- Full name: Gabriella Coradine Castilho
- Born: January 7, 2005 (age 21) Vila Velha, Brazil

Gymnastics career
- Discipline: Rhythmic gymnastics
- Country represented: Brazil (2019-2024)
- Club: UNOPAR
- Head coach: Camila Ferezin
- Former coach: Juliana Coradine
- Choreographer: Bruna Martins
- Retired: Yes
- Medal record
Rhythmic gymnastics
Representing Brazil
Pan American Games
| Gold medal – first place | 2023 Santiago | Group all-around |
| Gold medal – first place | 2023 Santiago | 5 hoops |
| Gold medal – first place | 2023 Santiago | 3 ribbons + 2 balls |
South American Championships
| Gold medal – first place | 2023 Barranquilla | All-around team |
| Gold medal – first place | 2023 Barranquilla | Group all-around |
| Gold medal – first place | 2023 Barranquilla | 5 hoops |
| Gold medal – first place | 2023 Barranquilla | 3 ribbons + 2 balls |

= Gabriella Coradine =

Brazilian rhythmic gymnast (born 2005)

Gabriella Coradine (born 7 January 2005) is a retired Brazilian rhythmic gymnast. She's a multiple Pan American and South American medalist.

==Personal life==
She took up the sport at age six, as she went to the gym with her mother Juliana Coradine who worked as a coach, now she trains the national junior group, and was also a member of the group that won gold at the 1999 Pan American Games. Her idols are Bárbara Domingos, Linoy Ashram, Sofia Raffaeli, her dream is to compete at the 2024 Olympic Games.

==Career==
In 2019 Gabriella competed at the junior Pan American Championships in the group category along Flavia Izidoro, Mel Gomes, Emily Almeida, Julia Kurunczi and Rafaela Elias, winning gold with 5 ribbons and silver in the All-Around and with 5 hoops. In July she took part in the 1st Junior World Championships in Moscow, ending 26th in teams, 28th in the All-Around, 27th with 5 hoops and 26th with 5 ribbons.
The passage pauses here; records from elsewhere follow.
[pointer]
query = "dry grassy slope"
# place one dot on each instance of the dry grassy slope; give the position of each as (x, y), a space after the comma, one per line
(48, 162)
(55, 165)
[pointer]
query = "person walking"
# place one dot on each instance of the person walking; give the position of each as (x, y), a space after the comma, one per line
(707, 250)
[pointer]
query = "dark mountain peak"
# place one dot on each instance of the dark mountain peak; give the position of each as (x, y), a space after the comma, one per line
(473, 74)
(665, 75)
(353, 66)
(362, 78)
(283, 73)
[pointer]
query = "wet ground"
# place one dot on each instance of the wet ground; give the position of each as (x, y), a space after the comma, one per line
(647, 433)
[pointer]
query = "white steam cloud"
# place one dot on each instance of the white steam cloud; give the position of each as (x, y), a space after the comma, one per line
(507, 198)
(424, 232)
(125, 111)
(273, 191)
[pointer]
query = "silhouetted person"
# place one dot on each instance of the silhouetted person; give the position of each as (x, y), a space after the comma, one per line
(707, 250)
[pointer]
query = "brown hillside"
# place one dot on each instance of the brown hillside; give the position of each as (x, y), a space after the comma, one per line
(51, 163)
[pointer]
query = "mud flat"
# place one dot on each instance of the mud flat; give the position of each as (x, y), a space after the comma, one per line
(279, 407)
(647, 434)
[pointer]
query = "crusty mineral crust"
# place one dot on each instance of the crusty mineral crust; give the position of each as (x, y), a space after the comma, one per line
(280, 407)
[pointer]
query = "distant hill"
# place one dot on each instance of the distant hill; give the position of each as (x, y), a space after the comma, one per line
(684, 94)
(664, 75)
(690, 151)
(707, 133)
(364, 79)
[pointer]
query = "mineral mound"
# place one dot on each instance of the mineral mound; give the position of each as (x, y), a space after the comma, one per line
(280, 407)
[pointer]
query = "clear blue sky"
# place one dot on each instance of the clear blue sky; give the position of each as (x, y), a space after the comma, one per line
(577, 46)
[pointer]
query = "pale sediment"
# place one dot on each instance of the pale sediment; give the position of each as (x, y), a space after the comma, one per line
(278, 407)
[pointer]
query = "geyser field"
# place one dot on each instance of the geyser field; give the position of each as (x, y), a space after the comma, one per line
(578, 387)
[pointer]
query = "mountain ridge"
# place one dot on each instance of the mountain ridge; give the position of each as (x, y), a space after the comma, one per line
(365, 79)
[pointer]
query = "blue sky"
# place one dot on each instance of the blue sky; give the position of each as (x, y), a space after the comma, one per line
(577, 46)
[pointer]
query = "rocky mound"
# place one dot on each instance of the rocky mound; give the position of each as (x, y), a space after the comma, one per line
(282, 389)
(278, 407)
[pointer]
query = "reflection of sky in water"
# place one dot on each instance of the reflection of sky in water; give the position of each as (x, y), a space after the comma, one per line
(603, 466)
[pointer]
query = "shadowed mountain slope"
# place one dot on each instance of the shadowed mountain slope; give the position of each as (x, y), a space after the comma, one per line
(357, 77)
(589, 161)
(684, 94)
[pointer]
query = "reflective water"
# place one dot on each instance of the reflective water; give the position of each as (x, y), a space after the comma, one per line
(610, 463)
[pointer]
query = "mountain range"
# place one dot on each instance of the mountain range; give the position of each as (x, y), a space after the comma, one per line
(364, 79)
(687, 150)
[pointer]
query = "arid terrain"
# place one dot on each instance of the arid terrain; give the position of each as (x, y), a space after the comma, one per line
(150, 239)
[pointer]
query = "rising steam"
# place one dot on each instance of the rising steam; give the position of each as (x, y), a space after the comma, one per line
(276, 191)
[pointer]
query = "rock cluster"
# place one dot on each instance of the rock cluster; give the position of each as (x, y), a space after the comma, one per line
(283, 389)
As a senior in 2023 she participated in the South American Championships where she won gold in the All-Around, with 5 hoops, with 3 ribbons and 2 balls and in teams along Victória Borges, Julia Kurunczi, Mariana Vitória Gonçalves, Maria Flávia Britto, Maria Fernanda Moraes and individuals Maria Eduarda Alexandre, Ana Luísa Neiva, Thainá Ramos. She was then selected for the Pan American Games in Santiago becoming the All-Around champion with Bárbara Galvão, Victória Borges, Giovanna Oliveira, Nicole Pircio.